De latere inwerkingtreding heeft volgens de minister geen gevolgen voor het in de wetgeving opgenomen overgangsrecht. Dat blijft onverkort van toepassing. Ook de duur ervan wijzigt niet, aldus de minister. Dat is op zichzelf begrijpelijk, te meer omdat de tijdstippen tot wanneer het overgangsrecht geldt nog bij Koninklijk Besluit moeten worden bepaald. Wij gaan ervan uit dat de oorspronkelijk voorgestelde termijnen mee opschuiven met de inwerking van de Omgevingswet.

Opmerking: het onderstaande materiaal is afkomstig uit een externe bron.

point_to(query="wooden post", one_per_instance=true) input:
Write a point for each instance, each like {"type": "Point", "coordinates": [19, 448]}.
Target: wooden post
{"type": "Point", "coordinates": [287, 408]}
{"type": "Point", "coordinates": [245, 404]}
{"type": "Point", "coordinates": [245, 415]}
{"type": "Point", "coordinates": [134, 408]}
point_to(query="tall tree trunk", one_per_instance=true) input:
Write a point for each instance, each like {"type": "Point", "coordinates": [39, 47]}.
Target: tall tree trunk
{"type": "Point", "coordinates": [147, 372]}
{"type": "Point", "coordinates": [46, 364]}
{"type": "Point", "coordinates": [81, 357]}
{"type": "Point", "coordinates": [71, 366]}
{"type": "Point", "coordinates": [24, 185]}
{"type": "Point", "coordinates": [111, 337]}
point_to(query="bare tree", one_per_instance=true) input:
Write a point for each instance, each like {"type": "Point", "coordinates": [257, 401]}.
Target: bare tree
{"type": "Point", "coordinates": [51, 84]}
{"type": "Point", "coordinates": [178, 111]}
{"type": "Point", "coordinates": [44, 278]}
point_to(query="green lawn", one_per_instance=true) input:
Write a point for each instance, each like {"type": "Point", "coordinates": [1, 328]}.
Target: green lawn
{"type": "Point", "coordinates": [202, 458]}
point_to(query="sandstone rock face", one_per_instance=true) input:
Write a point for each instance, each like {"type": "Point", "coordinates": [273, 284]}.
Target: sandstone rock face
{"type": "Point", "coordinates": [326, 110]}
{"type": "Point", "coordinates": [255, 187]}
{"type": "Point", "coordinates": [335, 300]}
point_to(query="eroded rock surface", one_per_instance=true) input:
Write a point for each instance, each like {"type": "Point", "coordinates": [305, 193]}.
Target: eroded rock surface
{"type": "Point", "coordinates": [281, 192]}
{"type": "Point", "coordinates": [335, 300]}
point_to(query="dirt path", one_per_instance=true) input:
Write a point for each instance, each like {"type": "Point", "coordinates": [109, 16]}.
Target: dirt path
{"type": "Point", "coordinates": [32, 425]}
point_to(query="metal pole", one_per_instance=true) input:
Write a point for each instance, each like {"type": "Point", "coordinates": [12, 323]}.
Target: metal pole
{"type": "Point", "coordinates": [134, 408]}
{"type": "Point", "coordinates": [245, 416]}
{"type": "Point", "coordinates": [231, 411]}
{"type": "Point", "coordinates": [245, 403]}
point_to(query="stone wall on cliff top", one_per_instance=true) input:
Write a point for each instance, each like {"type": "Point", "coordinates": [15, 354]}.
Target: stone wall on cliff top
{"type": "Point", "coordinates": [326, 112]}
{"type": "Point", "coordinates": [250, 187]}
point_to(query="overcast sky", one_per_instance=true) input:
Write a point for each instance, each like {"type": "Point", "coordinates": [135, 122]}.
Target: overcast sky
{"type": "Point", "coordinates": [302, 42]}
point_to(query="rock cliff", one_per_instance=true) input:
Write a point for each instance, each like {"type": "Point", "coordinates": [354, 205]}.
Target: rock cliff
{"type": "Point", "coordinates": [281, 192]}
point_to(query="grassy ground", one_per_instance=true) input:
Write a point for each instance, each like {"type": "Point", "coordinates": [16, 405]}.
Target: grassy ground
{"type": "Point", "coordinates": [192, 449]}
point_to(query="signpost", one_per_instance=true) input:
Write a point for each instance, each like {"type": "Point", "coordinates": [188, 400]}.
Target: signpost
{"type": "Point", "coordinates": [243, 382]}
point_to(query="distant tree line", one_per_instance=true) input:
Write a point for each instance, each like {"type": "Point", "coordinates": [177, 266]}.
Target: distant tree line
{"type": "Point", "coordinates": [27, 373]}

Wat heeft de praktijk eraan?
Het valt op dat de brief van de minister vrijwel geheel gericht is op overheidsorganisaties. Verder uitstel is nodig zodat Rijk, gemeenten, provincies, waterschappen en uitvoeringsorganisaties meer ruimte hebben om de implementatie van de wet op een zorgvuldige en verantwoorde wijze af te ronden, aldus de minister. Als de overheid maar met de nieuwe Omgevingswet uit de voeten kan, komt het wel goed, zo lezen wij tussen de regels door. Ondertussen lijkt de aandacht voor burgers en bedrijven die de wet daadwerkelijk zullen moeten gaan gebruiken beperkt, terwijl het die partijen zijn die in tijden van grote opgaven op het gebied van woningbouw, klimaatadaptatie en energietransitie worden geconfronteerd met een ongewisse juridische toekomst. Juist deze partijen hebben het afgelopen jaar indringend aandacht voor de complexiteit van de Omgevingswet en de risico’s van een gebrekkig digitaal systeem. Wat ons betreft mag de aandacht van de minister en van beide Kamers daar het komende jaar ook op zijn gericht.